El hedor a antiséptico y muerte se colaba por cada poro del Hospital General San Rafael. La Dra. Elena Suárez arrastró su maleta por el suelo de linóleo manchado, mientras las luces fluorescentes parpadeaban enfermizamente sobre su cabeza. Las tres de la madrugada. Su primer turno como residente de psiquiatría empezaba en el peor momento posible.
Un grito desgarrador atravesó los pasillos, haciendo que se le erizara el vello de la nuca. "Normal en psiquiatría", se dijo a sí misma, pero algo en ese alarido sonaba diferente. Más primitivo. Más... inhumano.
Las ruedas de su maleta chirriaban contra el suelo, produciendo un eco perturbador que rebotaba en las paredes descascaradas. A medida que se adentraba en el hospital, el olor a desinfectante se mezclaba con algo más, algo metálico y dulzón que le revolvió el estómago. Sangre.
—Bienvenida al infierno, doctora —susurró una voz a sus espaldas. Elena se giró bruscamente, encontrándose con una enfermera de edad avanzada. Su uniforme blanco estaba manchado con algo oscuro en el dobladillo. La mujer sonrió, mostrando unos dientes amarillentos y disparejos—. Soy Carmen, enfermera del turno nocturno. El Dr. Márquez la espera en su despacho. —Sin decir más, la enfermera se alejó cojeando por un pasillo lateral, perdiéndose en las sombras.
El despacho del director estaba al final de un corredor especialmente deteriorado. Las paredes mostraban marcas de arañazos profundos, como si alguien —o algo— hubiera intentado desgarrar el yeso con desesperación. Elena tocó uno de los surcos. Estaba reciente.
—Ah, Dra. Suárez, adelante. —La voz del Dr. Márquez la sobresaltó. Era un hombre alto y desgarbado, con ojeras tan pronunciadas que parecían moretones. Su bata blanca estaba impecable, en marcado contraste con el ambiente decadente del hospital—. Tome asiento, por favor.
Elena se sentó en una silla de cuero agrietado. Un crucifijo torcido presidía la pared tras el escritorio del director, y bajo él, las sombras parecían moverse de forma antinatural.

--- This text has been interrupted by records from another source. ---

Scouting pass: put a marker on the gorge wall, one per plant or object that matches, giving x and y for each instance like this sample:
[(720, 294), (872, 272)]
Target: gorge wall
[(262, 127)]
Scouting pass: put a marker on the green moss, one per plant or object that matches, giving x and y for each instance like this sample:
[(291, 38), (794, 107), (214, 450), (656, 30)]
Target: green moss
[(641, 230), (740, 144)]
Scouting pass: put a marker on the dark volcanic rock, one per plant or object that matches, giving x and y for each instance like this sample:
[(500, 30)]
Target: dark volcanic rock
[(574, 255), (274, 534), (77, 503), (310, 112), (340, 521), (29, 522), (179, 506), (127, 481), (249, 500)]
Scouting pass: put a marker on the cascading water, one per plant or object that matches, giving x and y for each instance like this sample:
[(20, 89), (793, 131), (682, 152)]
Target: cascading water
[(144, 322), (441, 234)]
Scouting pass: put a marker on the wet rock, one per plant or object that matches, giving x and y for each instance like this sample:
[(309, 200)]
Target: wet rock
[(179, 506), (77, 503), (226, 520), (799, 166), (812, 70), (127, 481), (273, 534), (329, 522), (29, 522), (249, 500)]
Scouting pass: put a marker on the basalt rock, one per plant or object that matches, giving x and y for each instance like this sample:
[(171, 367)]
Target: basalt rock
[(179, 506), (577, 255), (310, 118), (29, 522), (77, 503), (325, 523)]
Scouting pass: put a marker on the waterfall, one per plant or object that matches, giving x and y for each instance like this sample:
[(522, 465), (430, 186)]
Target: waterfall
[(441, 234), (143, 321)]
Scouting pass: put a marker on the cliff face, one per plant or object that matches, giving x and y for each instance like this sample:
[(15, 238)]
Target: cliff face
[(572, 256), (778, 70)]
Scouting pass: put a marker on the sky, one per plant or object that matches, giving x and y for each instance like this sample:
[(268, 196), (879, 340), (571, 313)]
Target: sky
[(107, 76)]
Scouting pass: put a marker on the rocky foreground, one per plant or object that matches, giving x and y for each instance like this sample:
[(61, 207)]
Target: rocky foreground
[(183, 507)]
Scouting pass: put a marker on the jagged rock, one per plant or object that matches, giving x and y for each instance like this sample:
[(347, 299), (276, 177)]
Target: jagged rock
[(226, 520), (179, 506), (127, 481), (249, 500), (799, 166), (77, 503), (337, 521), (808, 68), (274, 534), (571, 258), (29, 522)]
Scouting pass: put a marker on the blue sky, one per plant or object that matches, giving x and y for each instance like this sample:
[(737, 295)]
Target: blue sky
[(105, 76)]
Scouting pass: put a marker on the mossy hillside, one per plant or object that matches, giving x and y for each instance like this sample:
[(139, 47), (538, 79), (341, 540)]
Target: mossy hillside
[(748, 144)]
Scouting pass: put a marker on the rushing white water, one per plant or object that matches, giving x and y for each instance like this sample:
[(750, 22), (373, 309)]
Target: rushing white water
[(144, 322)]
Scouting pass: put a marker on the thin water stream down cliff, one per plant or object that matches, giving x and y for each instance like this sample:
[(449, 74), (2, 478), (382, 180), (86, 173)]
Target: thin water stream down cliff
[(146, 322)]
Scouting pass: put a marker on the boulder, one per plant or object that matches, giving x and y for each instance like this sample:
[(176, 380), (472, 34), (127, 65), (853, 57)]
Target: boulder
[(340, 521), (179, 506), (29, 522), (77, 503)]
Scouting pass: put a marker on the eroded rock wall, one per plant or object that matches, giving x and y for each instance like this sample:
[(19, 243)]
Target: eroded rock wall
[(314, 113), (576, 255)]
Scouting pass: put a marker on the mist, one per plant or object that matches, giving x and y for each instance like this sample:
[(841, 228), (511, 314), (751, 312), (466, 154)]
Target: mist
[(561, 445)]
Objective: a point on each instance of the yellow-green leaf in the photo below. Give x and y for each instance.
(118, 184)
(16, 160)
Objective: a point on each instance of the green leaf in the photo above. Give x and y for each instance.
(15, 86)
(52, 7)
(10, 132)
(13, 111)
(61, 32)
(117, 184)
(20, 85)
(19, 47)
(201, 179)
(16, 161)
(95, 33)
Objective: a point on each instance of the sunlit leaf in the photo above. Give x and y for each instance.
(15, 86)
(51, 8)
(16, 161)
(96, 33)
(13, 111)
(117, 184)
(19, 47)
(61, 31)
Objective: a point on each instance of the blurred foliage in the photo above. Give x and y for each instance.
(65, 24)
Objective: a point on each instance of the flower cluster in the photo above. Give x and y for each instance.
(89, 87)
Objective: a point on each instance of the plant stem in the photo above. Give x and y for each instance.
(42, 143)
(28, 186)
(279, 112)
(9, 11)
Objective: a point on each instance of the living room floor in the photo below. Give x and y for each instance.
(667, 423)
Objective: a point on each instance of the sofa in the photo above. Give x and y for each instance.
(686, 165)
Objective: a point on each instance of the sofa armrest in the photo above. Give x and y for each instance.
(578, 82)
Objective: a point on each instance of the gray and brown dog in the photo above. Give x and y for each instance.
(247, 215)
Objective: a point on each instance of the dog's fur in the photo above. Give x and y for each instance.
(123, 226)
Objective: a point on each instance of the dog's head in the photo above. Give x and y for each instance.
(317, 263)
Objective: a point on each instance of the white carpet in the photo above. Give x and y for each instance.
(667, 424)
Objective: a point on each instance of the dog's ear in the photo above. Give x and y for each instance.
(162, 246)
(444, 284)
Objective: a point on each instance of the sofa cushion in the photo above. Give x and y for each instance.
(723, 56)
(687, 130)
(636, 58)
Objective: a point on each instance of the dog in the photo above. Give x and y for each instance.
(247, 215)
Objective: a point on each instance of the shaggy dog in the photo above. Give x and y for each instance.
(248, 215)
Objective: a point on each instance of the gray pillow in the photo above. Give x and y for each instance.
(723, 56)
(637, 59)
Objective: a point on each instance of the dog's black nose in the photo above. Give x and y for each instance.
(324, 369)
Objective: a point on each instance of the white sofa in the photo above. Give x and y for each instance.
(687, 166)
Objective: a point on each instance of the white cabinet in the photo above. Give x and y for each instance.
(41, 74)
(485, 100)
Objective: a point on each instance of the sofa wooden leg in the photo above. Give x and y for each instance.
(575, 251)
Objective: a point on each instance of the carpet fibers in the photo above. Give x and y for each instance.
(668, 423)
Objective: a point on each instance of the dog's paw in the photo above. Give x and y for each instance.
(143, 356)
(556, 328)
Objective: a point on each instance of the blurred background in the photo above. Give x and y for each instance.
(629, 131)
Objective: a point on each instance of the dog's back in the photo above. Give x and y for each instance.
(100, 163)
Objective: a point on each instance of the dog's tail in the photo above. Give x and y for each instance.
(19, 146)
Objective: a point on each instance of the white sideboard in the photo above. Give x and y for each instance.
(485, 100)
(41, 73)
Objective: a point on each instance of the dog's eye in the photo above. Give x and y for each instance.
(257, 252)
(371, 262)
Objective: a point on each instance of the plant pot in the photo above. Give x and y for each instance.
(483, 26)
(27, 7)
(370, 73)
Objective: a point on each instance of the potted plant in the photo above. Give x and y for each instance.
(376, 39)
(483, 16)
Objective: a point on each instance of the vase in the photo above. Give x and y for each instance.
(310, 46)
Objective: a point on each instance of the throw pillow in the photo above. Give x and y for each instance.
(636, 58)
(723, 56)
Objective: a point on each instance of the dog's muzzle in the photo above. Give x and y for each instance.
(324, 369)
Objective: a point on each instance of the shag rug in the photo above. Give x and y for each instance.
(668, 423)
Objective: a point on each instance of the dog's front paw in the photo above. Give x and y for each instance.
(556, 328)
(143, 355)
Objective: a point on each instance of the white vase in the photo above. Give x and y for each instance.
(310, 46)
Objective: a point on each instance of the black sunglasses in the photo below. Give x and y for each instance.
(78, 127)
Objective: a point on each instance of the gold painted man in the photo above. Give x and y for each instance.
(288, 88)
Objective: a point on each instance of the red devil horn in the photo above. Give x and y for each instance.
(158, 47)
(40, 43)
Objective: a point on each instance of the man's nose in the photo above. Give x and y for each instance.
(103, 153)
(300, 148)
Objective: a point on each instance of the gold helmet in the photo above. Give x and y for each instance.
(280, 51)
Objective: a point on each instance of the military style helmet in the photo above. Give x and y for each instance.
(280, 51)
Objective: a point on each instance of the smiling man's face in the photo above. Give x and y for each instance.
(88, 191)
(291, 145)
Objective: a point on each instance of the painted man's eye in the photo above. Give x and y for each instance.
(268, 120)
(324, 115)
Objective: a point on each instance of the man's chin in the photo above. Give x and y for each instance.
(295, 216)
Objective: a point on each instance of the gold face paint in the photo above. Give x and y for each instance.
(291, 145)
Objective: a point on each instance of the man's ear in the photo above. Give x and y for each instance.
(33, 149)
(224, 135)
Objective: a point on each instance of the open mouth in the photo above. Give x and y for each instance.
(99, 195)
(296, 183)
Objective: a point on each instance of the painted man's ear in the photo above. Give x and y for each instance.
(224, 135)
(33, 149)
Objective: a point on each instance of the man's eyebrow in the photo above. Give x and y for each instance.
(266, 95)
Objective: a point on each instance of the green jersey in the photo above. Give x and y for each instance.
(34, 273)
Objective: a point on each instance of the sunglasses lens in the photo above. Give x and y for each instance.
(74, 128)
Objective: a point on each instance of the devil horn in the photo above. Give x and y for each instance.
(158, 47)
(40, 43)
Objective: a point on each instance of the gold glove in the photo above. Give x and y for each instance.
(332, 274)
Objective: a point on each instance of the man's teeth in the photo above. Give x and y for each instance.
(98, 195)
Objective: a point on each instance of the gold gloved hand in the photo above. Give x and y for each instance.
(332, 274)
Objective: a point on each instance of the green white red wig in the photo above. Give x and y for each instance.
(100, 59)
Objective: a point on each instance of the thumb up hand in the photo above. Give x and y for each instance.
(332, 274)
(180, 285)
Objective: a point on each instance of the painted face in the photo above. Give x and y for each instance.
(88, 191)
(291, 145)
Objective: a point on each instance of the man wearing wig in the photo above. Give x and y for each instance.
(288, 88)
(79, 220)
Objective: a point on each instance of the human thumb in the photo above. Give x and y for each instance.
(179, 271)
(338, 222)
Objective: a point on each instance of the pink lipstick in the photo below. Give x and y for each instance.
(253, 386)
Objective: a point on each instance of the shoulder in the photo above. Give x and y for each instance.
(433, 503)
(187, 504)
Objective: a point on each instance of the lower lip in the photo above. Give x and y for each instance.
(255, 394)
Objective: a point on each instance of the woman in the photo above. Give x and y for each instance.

—Su primera guardia será en el pabellón norte. El ala antigua —anunció Márquez, mientras sus dedos tamborileaban nerviosamente sobre unos expedientes manchados. Su voz tembló ligeramente al continuar—: Hay algunos... protocolos especiales que debe seguir.
Sacó un documento amarillento de un cajón y lo deslizó sobre la mesa. Elena leyó el título: "Procedimientos de Contención y Seguridad - Pabellón Norte (CLASIFICADO)".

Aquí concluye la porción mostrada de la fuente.